Figure 18: Illustration of the training process of COMET: The language model is fine-tuned to predict the "tail entity" (e.g. inference in ATOMIC) given the "head entity" and the relation. Image credit: Antoine Bosselut.

COMET is capable of dynamically generating inferences for any context. For example, if we modify the context from ATOMIC to "David adopted his sister's cat because they found out her husband was allergic.", which for obvious reasons does not appear in ATOMIC, COMET no longer predicts that PersonX (David) had to go to the shelter, but instead that he, for example, needed to find out about it.

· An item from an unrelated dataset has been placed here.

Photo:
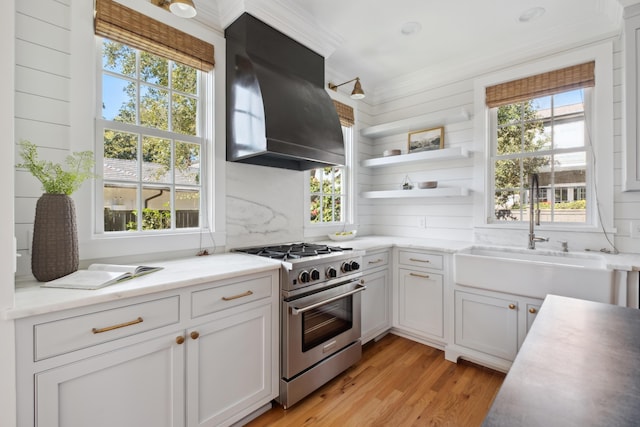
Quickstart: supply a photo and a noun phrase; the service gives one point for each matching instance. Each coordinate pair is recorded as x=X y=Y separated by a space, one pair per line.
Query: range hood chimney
x=278 y=112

COMET has been used successfully in various downstream tasks requiring commonsense knowledge. Models trained on ATOMIC or on ConceptNet are available, and the demo for both ATOMIC and COMET can be found here. There is also a Visual COMET that can generate inferences from images. 


We talked about ways to acquire and represent commonsense knowledge in machine readable format, ways to measure commonsense reasoning abilities, and ways to integrate this kind of knowledge into models. None of these is solved yet. Manually collecting all the commonsense knowledge is infeasible, while extracting it from texts or from language models suffers from inaccuracies, reporting bias, and societal biases. Looking forward, a promising research direction is multi-modal commonsense knowledge acquisition, e.g. learning from texts along images and videos. For example, looking through enough class photos, you might learn that the kids in the front row typically sit (especially if the kids in the last row are also seated). 

Machines may reach human performance on commonsense benchmarks but it's often due to being right for the wrong reasons rather than actually possessing and successfully applying commonsense knowledge and reasoning abilities. Generative tasks are somewhat less prone to this issue, but we would have to develop reliable automatic evaluation metrics to make them the standard. 

Machine commonsense reasoning is becoming more and more popular within NLP so I am optimistic about future breakthroughs!